You could be forgiven for thinking Olympic and professional athletes have perfect bodies—perfectly aligned, perfectly conditioned, and perfectly balanced. I used to believe that too. But when I was a young therapist working in the NHL with the Vancouver Canucks, I learned otherwise.
Promising rookie and first-round draft pick Jason Herter was a record-setting defenceman in university—a generational talent. Yet a severe pelvic torsion and the compensation patterns it created helped trigger a sports hernia problem that kept him off the ice and effectively ended what should have been a remarkable career.
That experience taught me something that still surprises people: elite athletes don’t break down because they’re weak. They break down because their bodies are fighting themselves.
THE HIDDEN FLAW IN MODERN “INJURY PREVENTION”
In sport, we’re trained to respect outputs: speed, strength, skill, tolerance, work ethic. That’s why athletic bodies can fool clinicians. They don’t look fragile. They look resilient.
But performance is not the same as capacity.
Capacity is the quiet bandwidth beneath the surface: the margin the nervous system relies on to manage threat, organize alignment, coordinate breath mechanics, distribute load, and absorb the normal friction of training and life. An athlete can keep producing even as that bandwidth shrinks, right up until the system can’t afford its strategy anymore.
Strength and conditioning builds capacity in obvious ways. But alignment—how the body organizes itself against gravity—is what determines whether that capacity can be expressed efficiently, or whether it leaks away through compensation.
When alignment is off, every stride, pivot, jump, and lift subtly increases mechanical friction within the system. Over time, that friction becomes tendon irritation, joint overload, and eventually, injury. Many programs try to solve that by building a bigger engine e.g. by getting stronger, faster, and more powerful. Even when “injury prevention” includes balance drills, bands, and stability tools, it’s often lipstick on a pig if the underlying alignment problem remains unsolved.
WHY RUNNERS’ KNEES AND FEET KEEP BREAKING DOWN
Many IMPACT readers are runners, so let’s make this practical.
Chronic knee and foot problems such as runner’s knee that keeps returning, plantar fascia that never fully settles, Achilles flare-ups that show up the moment mileage climbs are often the body complaining about imbalance, not a lack of grit or fitness. Yes, many runners have less-than-ideal form, and coaching matters. Smarter training loads matter. But there’s a ceiling to how much “form” can fix if the structure underneath is crooked.
Two common culprits show up again and again:
Pelvic asymmetry.
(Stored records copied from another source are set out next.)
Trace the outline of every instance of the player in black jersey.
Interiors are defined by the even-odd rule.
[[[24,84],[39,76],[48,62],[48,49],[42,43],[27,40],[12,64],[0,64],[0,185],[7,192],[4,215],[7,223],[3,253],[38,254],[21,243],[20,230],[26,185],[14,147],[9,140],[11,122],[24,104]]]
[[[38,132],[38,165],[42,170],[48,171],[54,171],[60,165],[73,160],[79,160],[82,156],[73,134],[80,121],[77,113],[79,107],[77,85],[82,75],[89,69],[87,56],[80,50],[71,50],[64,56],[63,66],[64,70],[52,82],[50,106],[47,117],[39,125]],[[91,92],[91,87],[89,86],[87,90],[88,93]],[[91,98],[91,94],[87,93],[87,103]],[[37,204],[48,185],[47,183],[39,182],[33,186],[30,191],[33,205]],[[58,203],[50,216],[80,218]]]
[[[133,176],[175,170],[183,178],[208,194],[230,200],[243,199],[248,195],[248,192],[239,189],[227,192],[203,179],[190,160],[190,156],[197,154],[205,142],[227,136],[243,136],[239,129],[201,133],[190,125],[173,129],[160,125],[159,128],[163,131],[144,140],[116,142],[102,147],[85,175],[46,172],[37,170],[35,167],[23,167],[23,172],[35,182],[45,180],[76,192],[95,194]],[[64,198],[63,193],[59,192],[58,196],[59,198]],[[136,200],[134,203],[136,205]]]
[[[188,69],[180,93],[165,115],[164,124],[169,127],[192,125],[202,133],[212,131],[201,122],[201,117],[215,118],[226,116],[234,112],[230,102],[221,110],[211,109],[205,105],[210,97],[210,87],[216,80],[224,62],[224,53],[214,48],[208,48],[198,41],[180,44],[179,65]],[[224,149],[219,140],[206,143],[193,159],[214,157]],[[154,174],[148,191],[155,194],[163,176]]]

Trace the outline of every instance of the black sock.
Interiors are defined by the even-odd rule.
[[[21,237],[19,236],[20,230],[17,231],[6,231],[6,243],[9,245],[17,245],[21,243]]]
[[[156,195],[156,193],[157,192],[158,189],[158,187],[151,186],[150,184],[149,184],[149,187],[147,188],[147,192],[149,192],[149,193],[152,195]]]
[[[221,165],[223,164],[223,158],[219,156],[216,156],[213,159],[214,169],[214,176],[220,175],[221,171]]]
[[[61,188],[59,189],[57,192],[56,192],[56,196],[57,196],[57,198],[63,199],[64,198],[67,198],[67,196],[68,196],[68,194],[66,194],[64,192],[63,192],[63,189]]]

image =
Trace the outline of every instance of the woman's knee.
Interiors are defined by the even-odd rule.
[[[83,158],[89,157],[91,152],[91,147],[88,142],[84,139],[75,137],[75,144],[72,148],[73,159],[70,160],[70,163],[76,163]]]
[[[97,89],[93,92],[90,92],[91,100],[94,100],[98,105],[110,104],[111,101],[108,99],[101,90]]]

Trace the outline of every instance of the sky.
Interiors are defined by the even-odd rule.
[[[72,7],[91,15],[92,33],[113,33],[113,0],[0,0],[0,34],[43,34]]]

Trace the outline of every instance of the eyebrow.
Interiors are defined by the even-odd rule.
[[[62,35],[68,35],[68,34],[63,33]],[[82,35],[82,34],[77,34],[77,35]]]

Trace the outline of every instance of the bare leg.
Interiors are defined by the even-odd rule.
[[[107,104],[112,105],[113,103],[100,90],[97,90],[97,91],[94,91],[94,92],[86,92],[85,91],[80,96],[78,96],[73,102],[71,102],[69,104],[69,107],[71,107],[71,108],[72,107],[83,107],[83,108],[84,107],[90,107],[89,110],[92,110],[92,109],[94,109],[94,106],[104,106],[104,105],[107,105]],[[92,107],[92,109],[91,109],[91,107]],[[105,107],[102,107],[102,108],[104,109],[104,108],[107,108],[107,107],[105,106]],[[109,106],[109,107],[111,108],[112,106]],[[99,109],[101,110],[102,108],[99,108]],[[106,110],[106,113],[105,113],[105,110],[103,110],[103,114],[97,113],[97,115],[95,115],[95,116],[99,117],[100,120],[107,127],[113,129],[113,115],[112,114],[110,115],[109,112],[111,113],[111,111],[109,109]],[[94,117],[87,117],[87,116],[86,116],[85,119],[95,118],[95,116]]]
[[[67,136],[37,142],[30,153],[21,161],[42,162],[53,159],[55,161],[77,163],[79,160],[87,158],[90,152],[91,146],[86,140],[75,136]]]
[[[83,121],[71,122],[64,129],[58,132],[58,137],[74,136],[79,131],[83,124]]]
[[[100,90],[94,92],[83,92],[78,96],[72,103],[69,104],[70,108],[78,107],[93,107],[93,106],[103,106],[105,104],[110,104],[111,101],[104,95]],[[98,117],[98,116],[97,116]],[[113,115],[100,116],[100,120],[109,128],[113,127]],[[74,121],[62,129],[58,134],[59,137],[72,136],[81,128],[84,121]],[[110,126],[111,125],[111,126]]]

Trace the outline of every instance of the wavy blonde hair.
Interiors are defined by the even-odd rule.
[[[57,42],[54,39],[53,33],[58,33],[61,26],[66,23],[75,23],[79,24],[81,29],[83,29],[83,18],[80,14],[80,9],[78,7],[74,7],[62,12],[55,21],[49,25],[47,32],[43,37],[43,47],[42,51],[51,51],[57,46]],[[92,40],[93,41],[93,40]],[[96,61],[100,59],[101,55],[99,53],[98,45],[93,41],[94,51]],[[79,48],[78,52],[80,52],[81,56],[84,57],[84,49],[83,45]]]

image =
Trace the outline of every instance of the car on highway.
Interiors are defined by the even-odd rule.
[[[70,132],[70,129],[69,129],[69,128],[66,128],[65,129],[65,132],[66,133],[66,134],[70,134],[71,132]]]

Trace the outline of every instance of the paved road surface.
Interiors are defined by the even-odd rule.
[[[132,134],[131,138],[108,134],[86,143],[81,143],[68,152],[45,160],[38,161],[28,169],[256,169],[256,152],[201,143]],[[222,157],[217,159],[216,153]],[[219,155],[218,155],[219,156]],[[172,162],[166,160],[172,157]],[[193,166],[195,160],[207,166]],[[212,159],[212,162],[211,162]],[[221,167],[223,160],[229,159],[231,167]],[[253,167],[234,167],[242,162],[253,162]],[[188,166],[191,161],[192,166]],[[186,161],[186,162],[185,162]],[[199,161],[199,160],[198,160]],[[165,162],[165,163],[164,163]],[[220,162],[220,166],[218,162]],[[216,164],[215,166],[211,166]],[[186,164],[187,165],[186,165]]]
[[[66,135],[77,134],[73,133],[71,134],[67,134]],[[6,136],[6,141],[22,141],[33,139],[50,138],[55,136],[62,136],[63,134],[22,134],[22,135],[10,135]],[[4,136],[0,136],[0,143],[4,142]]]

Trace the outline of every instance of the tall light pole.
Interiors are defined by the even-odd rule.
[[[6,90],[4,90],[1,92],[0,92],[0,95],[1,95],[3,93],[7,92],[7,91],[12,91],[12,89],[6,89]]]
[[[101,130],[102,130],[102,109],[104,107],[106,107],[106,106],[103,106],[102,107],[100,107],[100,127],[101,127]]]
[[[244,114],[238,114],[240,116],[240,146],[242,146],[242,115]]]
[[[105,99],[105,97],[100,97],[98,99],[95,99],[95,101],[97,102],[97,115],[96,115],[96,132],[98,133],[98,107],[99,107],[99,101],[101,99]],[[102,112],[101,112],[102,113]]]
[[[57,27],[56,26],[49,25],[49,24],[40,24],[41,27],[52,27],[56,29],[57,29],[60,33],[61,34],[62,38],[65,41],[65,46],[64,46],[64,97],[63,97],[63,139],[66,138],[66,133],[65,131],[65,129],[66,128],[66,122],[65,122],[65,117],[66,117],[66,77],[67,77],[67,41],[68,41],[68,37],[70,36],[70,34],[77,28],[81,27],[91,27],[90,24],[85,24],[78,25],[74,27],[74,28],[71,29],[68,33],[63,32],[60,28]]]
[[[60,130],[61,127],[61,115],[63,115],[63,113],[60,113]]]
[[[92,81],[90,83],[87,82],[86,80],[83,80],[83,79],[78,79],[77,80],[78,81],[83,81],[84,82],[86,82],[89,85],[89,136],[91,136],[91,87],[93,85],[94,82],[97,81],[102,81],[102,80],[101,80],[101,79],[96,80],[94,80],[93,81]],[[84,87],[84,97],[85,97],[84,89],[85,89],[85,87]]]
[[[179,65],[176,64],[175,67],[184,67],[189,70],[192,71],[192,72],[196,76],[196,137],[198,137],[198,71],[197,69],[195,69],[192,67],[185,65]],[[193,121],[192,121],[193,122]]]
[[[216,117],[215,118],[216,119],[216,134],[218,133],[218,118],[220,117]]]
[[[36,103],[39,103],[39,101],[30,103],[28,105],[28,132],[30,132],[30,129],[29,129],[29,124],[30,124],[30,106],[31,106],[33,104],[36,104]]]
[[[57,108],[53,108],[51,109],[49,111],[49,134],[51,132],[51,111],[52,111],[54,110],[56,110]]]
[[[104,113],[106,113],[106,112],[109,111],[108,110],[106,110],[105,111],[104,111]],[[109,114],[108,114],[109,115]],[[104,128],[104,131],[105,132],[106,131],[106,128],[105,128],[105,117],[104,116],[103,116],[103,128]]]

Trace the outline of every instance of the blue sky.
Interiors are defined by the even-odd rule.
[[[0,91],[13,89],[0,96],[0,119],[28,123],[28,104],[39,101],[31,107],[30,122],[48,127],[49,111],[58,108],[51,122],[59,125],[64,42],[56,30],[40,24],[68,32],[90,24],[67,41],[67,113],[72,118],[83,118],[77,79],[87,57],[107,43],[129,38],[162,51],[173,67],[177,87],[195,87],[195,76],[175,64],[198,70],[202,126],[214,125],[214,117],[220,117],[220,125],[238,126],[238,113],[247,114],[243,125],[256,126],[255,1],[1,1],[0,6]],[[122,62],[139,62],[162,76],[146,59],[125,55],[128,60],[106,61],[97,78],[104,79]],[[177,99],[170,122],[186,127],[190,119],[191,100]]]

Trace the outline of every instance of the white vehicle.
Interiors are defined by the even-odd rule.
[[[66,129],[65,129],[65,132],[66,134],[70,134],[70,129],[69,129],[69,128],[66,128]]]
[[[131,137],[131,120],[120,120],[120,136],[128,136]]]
A rotated or tilted pelvis changes how the hip socket meets the femur. One side becomes a little better at driving, the other a little better at stabilizing. The runner may not notice at first—output can stay high—but the cost rises quietly. The knee and foot often become the “complaint department” because they’re forced to manage shock absorption and alignment at the same time.
Tibial torsion and foot mechanics. If the lower leg and foot are turned out, the knee often dives inward to find stability, especially under fatigue. That increases stress through the patellofemoral joint, the IT band, and the tissues around the ankle and arch. You can cue “knees track over toes” all day long but no amount of coaching permanently fixes a twisted lower leg or a foot that
can’t load well. The body will revert the moment speed, hills, or distance demand real output.
This is the athlete’s paradox in running clothes: strong bodies can compensate so well that they delay obvious warning signs. Early on, the first signals may be subtle — a stride that feels “off,”
asymmetrical fatigue, slower recovery. Pain often arrives later, and sometimes abruptly.
THE FERRARI PROBLEM
Think of it this way: even a Ferrari can need a wheel alignment. You can tune the engine, fill the tank, and adjust the steering—but if the wheels are crooked or the frame is bent, you’ll still burn through tires. And with a more powerful engine, the eventual disaster is likely to be nasty. The same is true for the human body. You can’t out-train a structural imbalance.
THE MORAL OF THE STORY
The moral is simple: strength and conditioning builds capacity, but alignment builds resilience. Until an athlete’s body is truly organized against gravity—from teeth to toes—every sprint, lift, or stride is performed on borrowed time. Injury prevention must evolve beyond isolated muscles and energy systems to include the deeper mechanics of posture, alignment, and neuromuscular balance. Because those deeper mechanics determine whether an athlete’s horsepower turns into performance or breakdown.